Emporian Tyler Curtis has filed a Kansas Open Meetings Act complaint against Newman Regional Health.
Curtis had filed an Open Records Act request to learn more about the hospital’s current-year budget and budget-to-actual report. He objected to hospital correspondence indicating the estimated cost would be $30, saying he got multiple sets of meeting minutes without being charged. He says the KOMA request is related but has a different thread.
Curtis says the hospital’s Board of Trustees spends a lot of time in meetings, whether in public or behind closed doors.

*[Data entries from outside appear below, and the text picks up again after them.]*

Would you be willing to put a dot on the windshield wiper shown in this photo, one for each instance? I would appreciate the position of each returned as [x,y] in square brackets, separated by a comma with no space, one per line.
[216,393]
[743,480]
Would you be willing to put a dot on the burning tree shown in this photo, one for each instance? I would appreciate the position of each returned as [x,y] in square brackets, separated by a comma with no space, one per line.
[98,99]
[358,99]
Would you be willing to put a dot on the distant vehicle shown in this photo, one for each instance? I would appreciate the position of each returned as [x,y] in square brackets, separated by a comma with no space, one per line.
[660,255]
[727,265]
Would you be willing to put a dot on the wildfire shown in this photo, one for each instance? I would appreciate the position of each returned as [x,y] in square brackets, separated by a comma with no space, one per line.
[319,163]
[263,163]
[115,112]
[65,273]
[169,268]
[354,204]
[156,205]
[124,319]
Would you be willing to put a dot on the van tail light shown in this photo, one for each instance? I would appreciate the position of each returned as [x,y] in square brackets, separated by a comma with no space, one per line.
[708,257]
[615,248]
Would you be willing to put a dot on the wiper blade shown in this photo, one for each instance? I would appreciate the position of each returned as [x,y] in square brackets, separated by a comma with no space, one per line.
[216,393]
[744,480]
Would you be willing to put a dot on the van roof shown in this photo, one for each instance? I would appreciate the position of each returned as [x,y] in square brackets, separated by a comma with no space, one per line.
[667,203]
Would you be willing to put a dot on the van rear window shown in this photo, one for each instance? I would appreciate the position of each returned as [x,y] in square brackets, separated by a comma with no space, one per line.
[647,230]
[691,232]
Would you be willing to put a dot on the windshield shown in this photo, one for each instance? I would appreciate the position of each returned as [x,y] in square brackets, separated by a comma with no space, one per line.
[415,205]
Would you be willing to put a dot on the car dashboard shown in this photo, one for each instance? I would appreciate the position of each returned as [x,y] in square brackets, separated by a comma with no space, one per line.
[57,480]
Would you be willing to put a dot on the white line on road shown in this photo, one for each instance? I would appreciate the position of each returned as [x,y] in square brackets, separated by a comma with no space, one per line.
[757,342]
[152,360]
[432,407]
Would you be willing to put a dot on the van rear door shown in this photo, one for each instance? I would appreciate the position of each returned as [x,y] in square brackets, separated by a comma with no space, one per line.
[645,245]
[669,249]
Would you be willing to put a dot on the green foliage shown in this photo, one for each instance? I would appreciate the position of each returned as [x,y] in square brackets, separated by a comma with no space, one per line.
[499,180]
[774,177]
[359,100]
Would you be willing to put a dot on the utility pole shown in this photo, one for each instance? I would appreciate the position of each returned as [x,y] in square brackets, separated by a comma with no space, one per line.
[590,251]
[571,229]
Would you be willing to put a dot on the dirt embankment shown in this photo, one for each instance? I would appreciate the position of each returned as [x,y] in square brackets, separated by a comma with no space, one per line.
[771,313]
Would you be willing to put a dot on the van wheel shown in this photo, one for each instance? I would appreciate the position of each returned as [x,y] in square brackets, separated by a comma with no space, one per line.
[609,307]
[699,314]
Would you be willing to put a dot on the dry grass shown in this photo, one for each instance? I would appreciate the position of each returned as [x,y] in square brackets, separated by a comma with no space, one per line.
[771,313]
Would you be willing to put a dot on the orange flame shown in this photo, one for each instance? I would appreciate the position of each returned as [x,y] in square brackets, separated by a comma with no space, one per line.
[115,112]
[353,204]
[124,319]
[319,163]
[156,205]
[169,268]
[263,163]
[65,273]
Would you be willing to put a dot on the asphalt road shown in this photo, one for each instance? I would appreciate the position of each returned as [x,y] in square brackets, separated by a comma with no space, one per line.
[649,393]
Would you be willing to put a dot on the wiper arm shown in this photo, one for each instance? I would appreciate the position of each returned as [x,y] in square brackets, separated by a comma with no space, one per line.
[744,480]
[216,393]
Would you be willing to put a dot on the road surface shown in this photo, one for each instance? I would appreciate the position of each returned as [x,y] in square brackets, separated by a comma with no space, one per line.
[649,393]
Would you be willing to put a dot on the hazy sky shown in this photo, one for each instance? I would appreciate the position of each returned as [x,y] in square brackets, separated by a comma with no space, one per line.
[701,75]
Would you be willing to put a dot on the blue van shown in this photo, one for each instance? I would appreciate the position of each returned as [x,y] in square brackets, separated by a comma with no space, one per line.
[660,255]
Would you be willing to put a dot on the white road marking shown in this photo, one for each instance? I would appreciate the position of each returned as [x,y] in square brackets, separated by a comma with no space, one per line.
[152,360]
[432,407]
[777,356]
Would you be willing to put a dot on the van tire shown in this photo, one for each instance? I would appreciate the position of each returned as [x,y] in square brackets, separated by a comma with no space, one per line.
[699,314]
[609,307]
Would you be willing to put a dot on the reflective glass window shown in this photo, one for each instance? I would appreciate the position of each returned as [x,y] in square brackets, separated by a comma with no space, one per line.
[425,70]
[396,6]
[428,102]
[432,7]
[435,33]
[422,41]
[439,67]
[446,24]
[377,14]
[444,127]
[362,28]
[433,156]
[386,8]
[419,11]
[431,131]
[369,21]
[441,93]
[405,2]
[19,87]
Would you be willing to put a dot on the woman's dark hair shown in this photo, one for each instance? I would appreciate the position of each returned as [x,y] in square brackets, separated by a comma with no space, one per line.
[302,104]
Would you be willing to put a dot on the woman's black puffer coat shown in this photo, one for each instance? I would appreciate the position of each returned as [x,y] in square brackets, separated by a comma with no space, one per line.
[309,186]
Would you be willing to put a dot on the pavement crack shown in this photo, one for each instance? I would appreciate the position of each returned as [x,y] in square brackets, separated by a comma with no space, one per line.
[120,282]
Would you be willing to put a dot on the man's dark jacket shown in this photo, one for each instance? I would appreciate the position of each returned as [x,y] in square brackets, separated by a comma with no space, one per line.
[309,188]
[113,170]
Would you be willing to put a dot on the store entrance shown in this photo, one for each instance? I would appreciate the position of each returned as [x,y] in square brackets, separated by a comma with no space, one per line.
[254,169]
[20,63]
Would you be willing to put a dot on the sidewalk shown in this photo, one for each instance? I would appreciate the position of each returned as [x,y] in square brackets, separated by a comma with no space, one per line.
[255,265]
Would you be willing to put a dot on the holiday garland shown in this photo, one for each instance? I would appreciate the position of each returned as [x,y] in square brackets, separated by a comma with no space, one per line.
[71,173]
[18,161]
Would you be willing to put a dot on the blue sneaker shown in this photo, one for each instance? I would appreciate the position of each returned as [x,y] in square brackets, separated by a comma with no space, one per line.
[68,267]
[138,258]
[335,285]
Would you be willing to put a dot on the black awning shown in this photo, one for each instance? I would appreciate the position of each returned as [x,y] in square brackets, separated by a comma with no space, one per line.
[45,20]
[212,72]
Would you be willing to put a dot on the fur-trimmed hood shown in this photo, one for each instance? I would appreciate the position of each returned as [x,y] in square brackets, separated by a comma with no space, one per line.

Besides the amount of time spent in executive session and the stated reasons, Curtis is also concerned about the development of the Community Healthcare Collective, which led to the hospital buying the then-Haag Pharmacy before a name change to Newman Community Rx earlier this year. Curtis has questioned whether information about Healthcare Collective funding for Newman Community Rx, acquisition procedures for the pharmacy, lines of credit and interest from other organizations were discussed in executive sessions. Curtis has also asked whether details about another agreement, including Newman Regional Health, LMH Health and University of Kansas Health System, were discussed in executive session.
Curtis, an Emporia city commissioner who was not re-elected earlier this month, came under fire late in the general election cycle for the KORA request, in part because the Attorney General’s Office said the hospital undercharged him for his document request.
The City Commission as a whole was criticized for a lack of transparency over the last 18 months. Curtis says transparency should not be a concern for city residents when it comes to City Commission business.
Newman Regional Health administrators are declining comment on the KOMA situation with the complaint under legal review. On the original KORA request, Assistant Attorney General John Harris affirmed Newman Regional Health’s cost policy for reproducing documents.